Noté a la perfección que mi insulto había hecho mella en mi nuera, pero la rubia disimulando sonrió y me dijo:

―Si a los ojos de mi amado suegro lo tengo demasiado grande y grasiento, solo tiene que decírmelo y me pondré a dieta.

Juro que tuve que contenerme porque mientras me contestaba esa sandez, esa diabólica pero bella criatura llevó mis manos hasta sus nalgas para tentarme. La suavidad de su piel y la perfección de sus formas me hicieron recordar los buenos ratos que había pasado poseyéndola y decidido a no volver a fallar a mi hijo, separándome de ella, exclamé:

―Vade retro, satanás.

Mi exabrupto le hizo gracia y tomando a mi nieto en brazos, lo acercó a mi diciendo:

―Dale un beso a tu abuelo y dile hasta mañana porque tienes que irte a dormir.

―Hasta mañana abu…papá― con la misma sonrisa picarona que había visto en su mamá, Manolito se despidió de mí.

Cuando mi nuera se llevó al chaval, supe que en el cortijo no podía confiar más que en mí. Al quedarme solo, me fui al salón y me serví una copa. En un intento de acomodar mis ideas, me puse a meditar sobre todo lo sucedido desde el accidente y por mucho que intenté hacerme una imagen clara de hacía dónde debía ir o cómo debía actuar, lo único que llegaba a mi mente era la sensualidad sin par de mi nuera.

​«Lo que debería hacer es alquilarles un piso y que se marchen cuanto antes de aquí», resolví tras revisar mentalmente los pros y los contras de las opciones que tenía.

«Financiando sus vidas, pero desde lejos, ¡no me vería tentado a cada instante por esa zorra!».

​Habiendo tomado esa decisión, supe que debía comunicársela a las tres juntas y por eso esperé a la cena. Mientras aguardaba, me terminé esa copa y otra dos más dando vueltas siempre al asunto:

«Para Aurora lo único que cambiaría es que, de seguir con la intención de vivir con Teresa, además de recibir su pensión, también tendría a mano el dinero que le daría a nuestra consuegra», razoné tranquilo.

Lo malo era que no tenía nada claro era como iban a reaccionar Sonia y su madre. Si realmente estaban condicionadas y necesitaban vivir con alguien que ellas consideraran su dueño, bien podían negarse a desaparecer de mi vida o lo que era peor aceptar para caer en manos de cualquier desalmado de inmediato.

«Ya pensaré lo que hago en ese momento», concluí con una extraña sensación en el estómago, que en un primer momento califiqué de celos, pero mirando que en el reloj marcaba las diez de la noche cambié de opinión y concluí que solo era hambre. 

«Estoy obsesionado», riéndome de ese momentáneo pensamiento, me dirigí al comedor donde a buen seguro me estarían esperando: «Celoso de esas locas, ¡ja!».

Al entrar me cabreó descubrir que Aurora y Teresa estuviesen sentadas mientras Sonia permanecía arrodillada desnuda a un lado de mi silla. Levantando de un brazo a mi nuera, le ordené que fuera a ponerse algo porque no podía soportar que estuviera en pelotas.

Con gesto serio, salió del comedor.

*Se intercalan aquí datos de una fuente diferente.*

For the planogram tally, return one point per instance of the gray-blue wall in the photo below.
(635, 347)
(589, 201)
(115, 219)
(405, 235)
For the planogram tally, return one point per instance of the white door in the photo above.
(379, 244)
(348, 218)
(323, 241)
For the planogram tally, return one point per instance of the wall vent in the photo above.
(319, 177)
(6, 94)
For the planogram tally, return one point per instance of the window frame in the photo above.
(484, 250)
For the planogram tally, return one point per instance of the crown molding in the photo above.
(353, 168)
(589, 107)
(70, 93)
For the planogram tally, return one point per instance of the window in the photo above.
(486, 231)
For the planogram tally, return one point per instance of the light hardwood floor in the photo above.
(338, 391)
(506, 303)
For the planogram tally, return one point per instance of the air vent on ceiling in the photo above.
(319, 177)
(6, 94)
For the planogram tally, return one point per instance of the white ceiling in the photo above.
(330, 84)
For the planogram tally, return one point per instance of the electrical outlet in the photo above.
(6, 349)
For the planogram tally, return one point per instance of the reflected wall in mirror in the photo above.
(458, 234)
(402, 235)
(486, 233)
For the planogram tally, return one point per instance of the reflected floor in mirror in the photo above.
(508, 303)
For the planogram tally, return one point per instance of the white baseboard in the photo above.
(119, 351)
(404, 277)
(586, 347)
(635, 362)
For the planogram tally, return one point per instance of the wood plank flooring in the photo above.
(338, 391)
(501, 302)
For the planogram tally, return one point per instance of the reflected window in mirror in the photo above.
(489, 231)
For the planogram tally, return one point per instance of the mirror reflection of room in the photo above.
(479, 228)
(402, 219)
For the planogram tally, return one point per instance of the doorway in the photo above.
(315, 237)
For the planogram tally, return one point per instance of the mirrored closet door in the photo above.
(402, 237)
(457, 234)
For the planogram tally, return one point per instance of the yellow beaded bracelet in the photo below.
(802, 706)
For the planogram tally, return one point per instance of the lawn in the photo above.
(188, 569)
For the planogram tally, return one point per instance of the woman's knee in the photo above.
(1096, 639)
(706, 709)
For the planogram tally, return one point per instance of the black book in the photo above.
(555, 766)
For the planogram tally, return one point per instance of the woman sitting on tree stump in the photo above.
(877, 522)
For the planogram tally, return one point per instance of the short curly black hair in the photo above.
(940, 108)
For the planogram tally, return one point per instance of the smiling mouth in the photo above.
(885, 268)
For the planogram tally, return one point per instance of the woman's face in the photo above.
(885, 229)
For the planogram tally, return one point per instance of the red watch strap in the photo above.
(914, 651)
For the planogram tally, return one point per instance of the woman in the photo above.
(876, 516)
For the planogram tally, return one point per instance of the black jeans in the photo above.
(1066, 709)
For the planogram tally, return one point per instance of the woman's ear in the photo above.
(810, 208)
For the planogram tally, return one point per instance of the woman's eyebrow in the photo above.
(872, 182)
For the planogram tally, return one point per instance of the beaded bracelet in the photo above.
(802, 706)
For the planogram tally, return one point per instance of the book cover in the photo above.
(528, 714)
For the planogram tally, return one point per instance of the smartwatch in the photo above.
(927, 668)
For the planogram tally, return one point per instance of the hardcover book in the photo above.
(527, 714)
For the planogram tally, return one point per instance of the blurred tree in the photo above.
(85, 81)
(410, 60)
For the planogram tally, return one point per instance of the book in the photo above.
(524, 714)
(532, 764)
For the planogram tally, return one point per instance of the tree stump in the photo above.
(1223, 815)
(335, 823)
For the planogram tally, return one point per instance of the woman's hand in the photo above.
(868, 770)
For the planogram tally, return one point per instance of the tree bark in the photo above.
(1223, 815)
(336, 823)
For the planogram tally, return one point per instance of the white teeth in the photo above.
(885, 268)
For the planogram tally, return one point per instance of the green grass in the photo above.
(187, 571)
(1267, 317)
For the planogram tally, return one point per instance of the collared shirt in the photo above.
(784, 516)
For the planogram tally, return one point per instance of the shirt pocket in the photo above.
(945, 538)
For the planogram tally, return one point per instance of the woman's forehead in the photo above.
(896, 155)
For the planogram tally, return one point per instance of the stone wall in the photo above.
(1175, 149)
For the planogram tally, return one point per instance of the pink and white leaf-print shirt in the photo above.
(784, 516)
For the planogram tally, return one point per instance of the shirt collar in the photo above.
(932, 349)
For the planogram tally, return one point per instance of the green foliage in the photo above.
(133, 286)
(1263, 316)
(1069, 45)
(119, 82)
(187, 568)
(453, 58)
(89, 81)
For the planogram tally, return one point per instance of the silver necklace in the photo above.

Confieso que respiré al ver que se iba a vestir, pensando en que poco a poco conseguiría instalar en su cerebro algo de cordura. Lo malo es que a los dos minutos volvió llevando cómo única vestimenta el collar de esclava que le había entregado.

―¿A qué coño juegas?

―Como su cachorrita obedecí y me puse algo. Como la amante de mi suegro y su mujer que soy, elegí el complemento con el que me vería más guapa― encarándose a mí respondió.

Indignado y lleno de ira, tuve que morderme un huevo para no azotarla y llamando a mi ex, le pedí que se la llevara a su cuarto y que me la trajera vestida apropiadamente.

«Recuerda que es una pelea a largo plazo, no permitas que te manipule», mascullé mientras se iban al comprender que esa zumbada había cumplido mi orden literalmente, pero evitando cumplir lo que realmente le había pedido.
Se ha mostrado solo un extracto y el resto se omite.